We invited a grief specialist, a funeral director, the head of a death-positive organization, and a journalist to reflect on the practical and philosophical issues that COVID-19 raises. Taken together, the thoughts and advice they shared provide unique insight into how best to support the dying and honor the dead during this time.

Additionally, we shared wisdom and insights from former Oregon Governor Barbara Roberts, who reminded us that when it comes to grieving, “it’s OK to be weird.”

Below is a selection of articles that illustrate similar issues:

“Shortage of palliative care in USA could amplify suffering for coronavirus patients,” USA Today, 3/25/20

“Palliative care is right on the front line” of the coronavirus outbreak, Bernacki said. “We are going to be playing a very important role. People will be leaning on us.” Some experts worry that a long-standing shortage of palliative care professionals – who focus on the physical pain and mental and spiritual distress caused by serious illness – could leave many COVID-19 patients in distress.

Palliative care is vital when patients are suffering, especially for those near death, said Dr. Diane Meier, director of the Center to Advance Palliative Care, a nonprofit organization.

Specialist palliative care teams are “a scarce resource, just like ventilators,” Meier said.

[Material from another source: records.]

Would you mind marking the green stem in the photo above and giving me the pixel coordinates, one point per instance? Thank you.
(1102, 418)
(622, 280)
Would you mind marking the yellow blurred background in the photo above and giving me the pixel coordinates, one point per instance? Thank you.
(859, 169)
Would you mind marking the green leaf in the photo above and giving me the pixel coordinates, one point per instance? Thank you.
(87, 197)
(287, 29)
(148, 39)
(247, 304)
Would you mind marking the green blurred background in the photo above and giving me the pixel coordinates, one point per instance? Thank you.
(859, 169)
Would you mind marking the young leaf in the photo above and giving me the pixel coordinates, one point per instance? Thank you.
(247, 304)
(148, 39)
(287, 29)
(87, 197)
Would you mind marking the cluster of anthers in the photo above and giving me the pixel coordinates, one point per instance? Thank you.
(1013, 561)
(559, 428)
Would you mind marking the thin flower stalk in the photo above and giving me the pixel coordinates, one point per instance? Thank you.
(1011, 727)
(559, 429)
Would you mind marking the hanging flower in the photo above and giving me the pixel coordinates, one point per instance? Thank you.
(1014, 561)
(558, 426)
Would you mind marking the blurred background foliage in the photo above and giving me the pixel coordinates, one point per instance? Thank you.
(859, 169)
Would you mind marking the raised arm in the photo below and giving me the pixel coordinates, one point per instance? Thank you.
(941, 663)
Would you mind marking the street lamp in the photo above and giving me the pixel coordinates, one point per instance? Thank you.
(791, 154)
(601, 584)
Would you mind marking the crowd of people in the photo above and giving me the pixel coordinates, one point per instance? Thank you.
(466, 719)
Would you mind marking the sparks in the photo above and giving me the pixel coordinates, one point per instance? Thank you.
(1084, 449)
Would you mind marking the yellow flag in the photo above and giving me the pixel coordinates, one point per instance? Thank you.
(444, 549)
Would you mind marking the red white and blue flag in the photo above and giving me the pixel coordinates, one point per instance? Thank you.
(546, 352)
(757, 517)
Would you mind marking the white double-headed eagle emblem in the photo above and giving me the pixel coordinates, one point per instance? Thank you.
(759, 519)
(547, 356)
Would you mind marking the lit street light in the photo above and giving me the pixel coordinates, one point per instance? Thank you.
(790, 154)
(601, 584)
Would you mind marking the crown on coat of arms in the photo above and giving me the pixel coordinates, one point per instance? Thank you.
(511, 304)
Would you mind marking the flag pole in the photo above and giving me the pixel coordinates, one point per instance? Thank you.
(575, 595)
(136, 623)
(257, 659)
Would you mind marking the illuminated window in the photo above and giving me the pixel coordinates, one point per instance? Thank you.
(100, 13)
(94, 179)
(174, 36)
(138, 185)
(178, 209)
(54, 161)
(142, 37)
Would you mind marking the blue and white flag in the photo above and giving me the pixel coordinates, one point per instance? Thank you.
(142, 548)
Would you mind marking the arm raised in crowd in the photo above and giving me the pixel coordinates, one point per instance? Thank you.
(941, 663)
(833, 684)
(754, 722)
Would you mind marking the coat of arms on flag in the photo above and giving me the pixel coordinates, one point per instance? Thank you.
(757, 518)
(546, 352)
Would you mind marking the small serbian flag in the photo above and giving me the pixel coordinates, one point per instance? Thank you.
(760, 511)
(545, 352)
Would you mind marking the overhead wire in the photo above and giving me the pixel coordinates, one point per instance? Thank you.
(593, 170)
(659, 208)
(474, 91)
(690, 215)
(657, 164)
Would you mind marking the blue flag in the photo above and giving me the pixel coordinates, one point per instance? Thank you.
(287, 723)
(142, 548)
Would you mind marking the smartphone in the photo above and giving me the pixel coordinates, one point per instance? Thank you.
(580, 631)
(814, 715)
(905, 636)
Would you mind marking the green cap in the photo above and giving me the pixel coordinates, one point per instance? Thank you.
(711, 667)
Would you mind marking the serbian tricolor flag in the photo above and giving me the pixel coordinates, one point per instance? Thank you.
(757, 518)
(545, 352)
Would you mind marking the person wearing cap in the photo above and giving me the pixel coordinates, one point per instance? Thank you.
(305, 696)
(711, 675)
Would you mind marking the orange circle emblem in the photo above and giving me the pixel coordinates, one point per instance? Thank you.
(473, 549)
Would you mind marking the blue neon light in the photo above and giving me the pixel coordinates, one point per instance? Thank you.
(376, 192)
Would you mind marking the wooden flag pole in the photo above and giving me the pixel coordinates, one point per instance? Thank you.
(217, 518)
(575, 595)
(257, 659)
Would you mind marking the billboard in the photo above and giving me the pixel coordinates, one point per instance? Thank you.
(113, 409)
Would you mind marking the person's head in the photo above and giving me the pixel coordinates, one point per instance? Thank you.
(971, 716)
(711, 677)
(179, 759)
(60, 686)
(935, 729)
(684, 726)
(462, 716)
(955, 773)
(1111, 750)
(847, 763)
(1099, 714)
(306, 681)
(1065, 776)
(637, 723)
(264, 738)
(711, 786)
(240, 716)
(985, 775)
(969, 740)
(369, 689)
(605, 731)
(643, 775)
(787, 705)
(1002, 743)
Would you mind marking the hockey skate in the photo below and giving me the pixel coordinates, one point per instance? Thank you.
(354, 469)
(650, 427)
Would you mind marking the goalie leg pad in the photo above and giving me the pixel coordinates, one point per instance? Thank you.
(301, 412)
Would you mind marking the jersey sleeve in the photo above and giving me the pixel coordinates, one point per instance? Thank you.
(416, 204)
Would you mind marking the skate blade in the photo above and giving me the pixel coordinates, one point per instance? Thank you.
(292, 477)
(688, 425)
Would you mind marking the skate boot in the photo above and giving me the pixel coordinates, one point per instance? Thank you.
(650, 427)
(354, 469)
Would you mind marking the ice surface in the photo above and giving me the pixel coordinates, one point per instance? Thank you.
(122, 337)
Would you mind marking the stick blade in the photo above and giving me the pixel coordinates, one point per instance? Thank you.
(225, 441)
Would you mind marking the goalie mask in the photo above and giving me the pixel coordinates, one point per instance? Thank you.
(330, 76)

“Allow COVID-19 patients the dignity of not dying alone,” Albany Times-Union, 4/3/20

“I want a death with peace, compassion, dignity and assisted support. I want to be connected to my family — at least virtually by an iPad, since some hospitals are not allowing family to be with COVID-19 patients, even those who are dying.”

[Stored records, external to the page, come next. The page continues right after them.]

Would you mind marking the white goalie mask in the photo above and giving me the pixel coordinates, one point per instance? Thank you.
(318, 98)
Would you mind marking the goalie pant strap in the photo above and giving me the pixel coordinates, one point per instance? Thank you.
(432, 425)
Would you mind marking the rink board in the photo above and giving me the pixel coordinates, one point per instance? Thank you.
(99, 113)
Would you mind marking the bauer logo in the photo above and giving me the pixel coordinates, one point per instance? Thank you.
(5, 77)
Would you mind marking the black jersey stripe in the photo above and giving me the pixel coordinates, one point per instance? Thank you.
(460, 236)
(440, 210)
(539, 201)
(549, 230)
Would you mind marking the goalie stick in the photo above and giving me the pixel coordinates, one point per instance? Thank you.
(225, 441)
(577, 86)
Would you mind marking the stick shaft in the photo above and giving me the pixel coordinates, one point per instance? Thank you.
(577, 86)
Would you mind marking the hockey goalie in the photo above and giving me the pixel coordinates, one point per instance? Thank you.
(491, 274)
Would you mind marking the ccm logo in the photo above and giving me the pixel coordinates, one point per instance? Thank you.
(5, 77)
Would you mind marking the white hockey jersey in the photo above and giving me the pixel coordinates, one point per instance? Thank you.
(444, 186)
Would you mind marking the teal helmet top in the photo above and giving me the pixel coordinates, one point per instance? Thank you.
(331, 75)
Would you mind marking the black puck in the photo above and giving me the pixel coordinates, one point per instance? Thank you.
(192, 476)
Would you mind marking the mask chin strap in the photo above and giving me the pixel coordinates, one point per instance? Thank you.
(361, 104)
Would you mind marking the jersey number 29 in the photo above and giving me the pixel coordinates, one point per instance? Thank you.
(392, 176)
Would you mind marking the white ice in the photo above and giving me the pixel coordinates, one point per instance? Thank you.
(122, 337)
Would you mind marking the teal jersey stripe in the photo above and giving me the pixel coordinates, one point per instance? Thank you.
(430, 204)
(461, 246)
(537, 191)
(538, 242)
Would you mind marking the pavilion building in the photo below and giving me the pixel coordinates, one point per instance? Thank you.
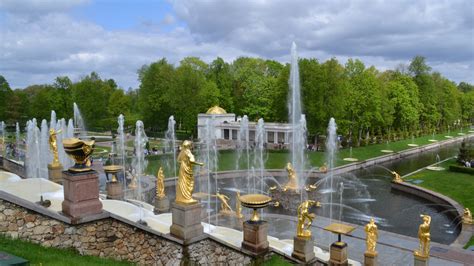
(227, 127)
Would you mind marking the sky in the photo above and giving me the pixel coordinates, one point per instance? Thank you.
(43, 39)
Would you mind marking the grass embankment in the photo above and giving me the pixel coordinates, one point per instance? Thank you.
(39, 255)
(278, 159)
(458, 186)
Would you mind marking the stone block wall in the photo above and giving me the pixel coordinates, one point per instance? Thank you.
(114, 239)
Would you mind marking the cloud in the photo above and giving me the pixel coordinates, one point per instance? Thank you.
(40, 41)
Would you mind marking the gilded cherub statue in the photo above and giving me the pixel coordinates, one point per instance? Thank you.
(467, 216)
(160, 184)
(292, 178)
(396, 177)
(305, 218)
(238, 206)
(372, 235)
(53, 145)
(185, 187)
(225, 208)
(424, 236)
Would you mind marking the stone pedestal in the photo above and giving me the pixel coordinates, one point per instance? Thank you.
(162, 205)
(303, 249)
(81, 194)
(114, 190)
(55, 173)
(338, 254)
(186, 221)
(255, 236)
(421, 260)
(370, 258)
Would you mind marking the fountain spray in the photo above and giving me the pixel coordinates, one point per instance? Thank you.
(140, 162)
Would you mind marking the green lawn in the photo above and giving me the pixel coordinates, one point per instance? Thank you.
(39, 255)
(278, 159)
(458, 186)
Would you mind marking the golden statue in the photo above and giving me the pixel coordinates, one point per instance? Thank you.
(323, 168)
(184, 189)
(160, 184)
(225, 208)
(238, 206)
(467, 216)
(396, 177)
(372, 235)
(424, 236)
(302, 229)
(292, 178)
(53, 145)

“Patients Dying Fast, and Far from Family, Challenge Practice of Palliative Care,” NPR, 5/4/20

Patients and their families face abrupt decisions about the kind of care they want, and time for sensitive deliberation is scarce. Conversations once held in-person are now over the phone, with all the nuances of nonverbal communication lost. The comfort of family at the bedside of the dying is all but gone. This is the new reality for those who practice palliative medicine.

“‘I should’ve been with her’: Families separated from loved ones in the hospital,” KTTV-11, 5/10/20

Elizabeth Reiter is a mother of two who lives in Falcon. Right now, her family says she’s in the ICU with a serious lung infection that is not COVID-19 related. They have not seen her since April 29. COVID-19 has changed all of our lives. The separation of patients and their families might be the hardest change of all. Hospitals across the country are banning visitors. Keeping families away isn’t ideal, it’s to protect everyone.

“Pandemic has complicated end-of-life care,” HeraldNet, 5/20/20

“Even so-called good deaths have been harder to achieve in the age of the coronavirus.”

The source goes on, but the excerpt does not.